On a linux system the package manager knows which package every file
comes from. Next time, just ask it. For example on a Debian system:
$ dpkg-query -S crtbegin.o
gcc-3.3: /usr/lib/gcc-lib/i486-linux/3.3.5/crtbegin.o
gcc-3.4: /usr/lib/gcc/i486-linux/3.4.4/64/crtbegin.o
gcc-3.4: /usr/lib/gcc/i486-linux/3.4.4/crtbegin.o
$ dpkg-query -S crt1.o
libc6-dev: /usr/lib/Scrt1.o
libc6-dev: /usr/lib/Mcrt1.o
libc6-dev: /usr/lib/gcrt1.o
libc6-dev: /usr/lib/crt1.o
You can do the same thing with the web, e.g.
<http://packages.debian.org/search?searchon=contents&keywords=crtbegin.o&mode=exactfilename&suite=stable&arch=any>
or
<http://packages.debian.org/search?searchon=contents&keywords=crt1.o&mode=exactfilename&suite=stable&arch=i386>
You can also verify which are part of gcc by simply looking in gcc's
internal lib dir after "make install", e.g.
$ (cd $(dirname $(gcc-4.4 -print-libgcc-file-name)) && ls *.o)

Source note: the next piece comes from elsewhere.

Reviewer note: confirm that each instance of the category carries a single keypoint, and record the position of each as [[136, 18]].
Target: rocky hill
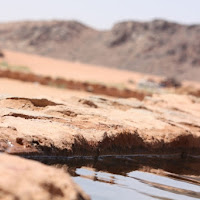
[[157, 47]]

crtbegin.o crtbeginS.o crtbeginT.o crtend.o crtendS.o
crtfastmath.o crtprec32.o crtprec64.o crtprec80.o
> It makes much more sense to me to have the crt routines in the compiler,
> I should have looked in there.
The various crt*.o files all serve different purposes. For example
crt1.o is generally about initializing the C runtime, which concerns
internal details of the C library, and thus it's part of the libc (which
happens to be glibc in this particular case.) It wouldn't make any
sense for it to be part of gcc because that's a libc-specific thing and
gcc doesn't contain a libc -- it can be used with many different
targets/libcs. On the other hand crt{begin,end}.o are about running
constructors and destructors which are internal implementation details
of the compiler and how it implements C++ classes. This is not libc
specific and concerns internal compiler details, so it makes sense that
it's part of the compiler and not part of the libc.